Now, six years into his NBA life, there appears no trace of a communication gap. The Hawks had to wait to work with Capela until this season, as he spent the premature close of the Hawks’ portion of the 2019-20 season nursing a heel injury. Even though he said there are differences to the pick-and-roll game he played so well with James Harden in Houston and the one with the Hawks and Trae Young, there has been a seamlessness to his move here.

“I tell you, we’re a whole lot better with him,” Young said.

With him: There have been some plain stupid stat lines lately. Like Capela’s first career triple-double Jan. 22 that reads like so few others – 13 points, 19 rebounds and 10 blocks (repeat, 10 blocks) against Minnesota. Just the game before vs. Detroit he went for 27 points and 26 rebounds and five blocks, making him one of only five players in the league to go for at least 25-25-5 in the past 35 years.

Without him: While Capela was missing with an injured hand Sunday, a Hawks team that ranks third in the NBA in rebounding, was outrebounded 52-27 during a loss to Milwaukee.

He currently ranks second in the league in rebounding (14.5 per game) and third in blocks (2.3 per).
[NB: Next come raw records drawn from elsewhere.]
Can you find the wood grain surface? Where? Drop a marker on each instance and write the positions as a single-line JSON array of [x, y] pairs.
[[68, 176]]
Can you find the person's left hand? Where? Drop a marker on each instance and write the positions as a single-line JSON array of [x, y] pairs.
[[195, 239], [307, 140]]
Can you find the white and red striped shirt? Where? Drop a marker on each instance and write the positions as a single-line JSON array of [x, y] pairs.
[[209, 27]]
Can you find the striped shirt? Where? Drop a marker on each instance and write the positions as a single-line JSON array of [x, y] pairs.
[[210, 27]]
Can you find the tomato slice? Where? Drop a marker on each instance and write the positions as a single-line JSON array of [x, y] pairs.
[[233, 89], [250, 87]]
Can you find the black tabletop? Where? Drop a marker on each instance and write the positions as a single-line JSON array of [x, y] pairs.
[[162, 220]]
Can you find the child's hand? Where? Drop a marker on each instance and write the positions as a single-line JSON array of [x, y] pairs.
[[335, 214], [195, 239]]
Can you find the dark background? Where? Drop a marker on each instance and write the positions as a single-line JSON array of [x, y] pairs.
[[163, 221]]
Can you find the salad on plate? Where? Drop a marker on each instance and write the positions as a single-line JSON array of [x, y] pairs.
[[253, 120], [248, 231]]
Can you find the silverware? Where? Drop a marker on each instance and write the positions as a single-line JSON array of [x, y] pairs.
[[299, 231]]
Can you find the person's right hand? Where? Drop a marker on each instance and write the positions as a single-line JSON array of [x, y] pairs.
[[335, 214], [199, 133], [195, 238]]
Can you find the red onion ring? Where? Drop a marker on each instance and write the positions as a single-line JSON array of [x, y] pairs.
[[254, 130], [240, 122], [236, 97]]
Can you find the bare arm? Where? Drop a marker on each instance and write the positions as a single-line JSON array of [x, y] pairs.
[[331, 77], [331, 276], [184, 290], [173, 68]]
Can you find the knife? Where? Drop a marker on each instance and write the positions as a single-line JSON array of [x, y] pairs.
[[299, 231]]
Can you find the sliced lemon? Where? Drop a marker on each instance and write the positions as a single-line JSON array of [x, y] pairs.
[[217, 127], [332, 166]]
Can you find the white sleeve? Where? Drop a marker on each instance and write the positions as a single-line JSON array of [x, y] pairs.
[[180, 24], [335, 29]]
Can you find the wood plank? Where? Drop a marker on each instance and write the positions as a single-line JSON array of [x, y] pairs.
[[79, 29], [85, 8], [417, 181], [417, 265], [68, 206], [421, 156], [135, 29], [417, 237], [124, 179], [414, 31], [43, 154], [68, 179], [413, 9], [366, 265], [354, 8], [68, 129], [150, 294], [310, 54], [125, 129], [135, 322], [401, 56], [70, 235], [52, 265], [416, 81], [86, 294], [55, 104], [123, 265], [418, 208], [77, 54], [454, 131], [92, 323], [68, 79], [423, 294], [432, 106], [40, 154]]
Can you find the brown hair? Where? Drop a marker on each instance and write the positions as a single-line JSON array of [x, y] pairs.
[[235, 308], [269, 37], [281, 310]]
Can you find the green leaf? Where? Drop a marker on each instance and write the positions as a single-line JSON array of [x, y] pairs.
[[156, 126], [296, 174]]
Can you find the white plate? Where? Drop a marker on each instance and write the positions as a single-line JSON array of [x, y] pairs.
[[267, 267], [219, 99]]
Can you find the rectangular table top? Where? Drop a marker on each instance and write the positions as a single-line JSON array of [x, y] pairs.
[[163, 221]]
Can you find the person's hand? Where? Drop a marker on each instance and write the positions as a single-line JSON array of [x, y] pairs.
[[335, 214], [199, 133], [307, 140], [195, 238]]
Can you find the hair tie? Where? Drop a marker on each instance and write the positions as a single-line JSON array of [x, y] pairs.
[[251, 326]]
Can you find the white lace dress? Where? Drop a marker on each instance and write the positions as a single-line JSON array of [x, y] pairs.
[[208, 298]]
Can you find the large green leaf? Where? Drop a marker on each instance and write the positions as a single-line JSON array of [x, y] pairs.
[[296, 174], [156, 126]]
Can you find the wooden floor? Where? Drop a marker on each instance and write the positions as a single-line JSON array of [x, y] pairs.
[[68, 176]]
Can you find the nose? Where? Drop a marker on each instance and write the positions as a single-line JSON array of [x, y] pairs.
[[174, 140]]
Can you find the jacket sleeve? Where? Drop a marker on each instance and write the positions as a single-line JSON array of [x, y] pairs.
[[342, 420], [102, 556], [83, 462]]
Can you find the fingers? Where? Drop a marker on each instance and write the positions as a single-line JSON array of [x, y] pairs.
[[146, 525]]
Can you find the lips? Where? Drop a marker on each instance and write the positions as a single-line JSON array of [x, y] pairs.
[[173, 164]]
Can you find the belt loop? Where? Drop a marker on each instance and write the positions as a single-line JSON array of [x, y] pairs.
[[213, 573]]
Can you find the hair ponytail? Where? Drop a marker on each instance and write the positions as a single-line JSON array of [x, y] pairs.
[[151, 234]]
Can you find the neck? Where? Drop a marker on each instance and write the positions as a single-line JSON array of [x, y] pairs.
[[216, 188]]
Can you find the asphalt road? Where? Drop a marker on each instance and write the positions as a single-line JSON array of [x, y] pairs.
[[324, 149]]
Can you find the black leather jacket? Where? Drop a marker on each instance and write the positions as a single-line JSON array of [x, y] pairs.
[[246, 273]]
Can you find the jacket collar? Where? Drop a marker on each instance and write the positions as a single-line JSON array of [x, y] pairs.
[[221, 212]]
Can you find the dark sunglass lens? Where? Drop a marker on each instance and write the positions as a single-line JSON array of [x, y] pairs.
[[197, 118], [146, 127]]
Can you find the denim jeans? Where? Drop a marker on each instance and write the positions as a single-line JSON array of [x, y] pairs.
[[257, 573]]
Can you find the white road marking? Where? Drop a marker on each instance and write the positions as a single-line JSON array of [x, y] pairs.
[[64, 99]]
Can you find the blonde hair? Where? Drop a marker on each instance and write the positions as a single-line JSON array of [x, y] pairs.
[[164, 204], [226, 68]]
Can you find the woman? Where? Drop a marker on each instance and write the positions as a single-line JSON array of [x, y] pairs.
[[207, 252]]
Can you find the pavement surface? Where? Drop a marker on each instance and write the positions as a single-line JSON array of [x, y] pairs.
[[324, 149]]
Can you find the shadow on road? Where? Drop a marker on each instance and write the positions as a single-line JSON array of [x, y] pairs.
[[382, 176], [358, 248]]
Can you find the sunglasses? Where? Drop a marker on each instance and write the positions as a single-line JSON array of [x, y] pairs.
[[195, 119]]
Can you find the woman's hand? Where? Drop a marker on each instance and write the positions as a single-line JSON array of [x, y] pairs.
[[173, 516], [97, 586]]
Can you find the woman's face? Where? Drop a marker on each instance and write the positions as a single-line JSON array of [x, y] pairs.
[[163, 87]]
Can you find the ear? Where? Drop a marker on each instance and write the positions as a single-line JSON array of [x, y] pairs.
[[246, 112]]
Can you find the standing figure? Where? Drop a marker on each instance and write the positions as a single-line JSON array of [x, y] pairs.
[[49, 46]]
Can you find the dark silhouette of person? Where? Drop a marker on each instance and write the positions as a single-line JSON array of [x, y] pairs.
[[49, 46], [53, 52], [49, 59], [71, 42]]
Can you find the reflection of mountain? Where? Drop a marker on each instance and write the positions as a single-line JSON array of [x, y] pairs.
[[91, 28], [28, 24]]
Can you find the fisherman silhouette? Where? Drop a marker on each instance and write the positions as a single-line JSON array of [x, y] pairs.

The Hawks will tell you that banking on the Swiss can be every bit as advantageous as banking with them. This team has plenty of 3-point shooters (Capela has attempted exactly two in his career). They required some authority nearer the rim.

And Capela, in turn, has a new stage upon which to show himself.

“This is a place I can get my best and prove it was not just because of James Harden I became who I became,” he said. “I am my own player, and I can be dominant even more with the Atlanta Hawks than I was with the Houston Rockets.

“I’m trying to do everything. I want to be all-around. I feel I can do multiple things on the court. Get offensive rebounds. I can score on the pick-and-rolls. I can score on dump-offs, post-ups sometimes. Blocking shots. Defensive rebounds. Rim runs. I want to be dominant in all of them.”

He seems to feel at home in Atlanta, and when weighing his past, that’s nothing to be taken lightly.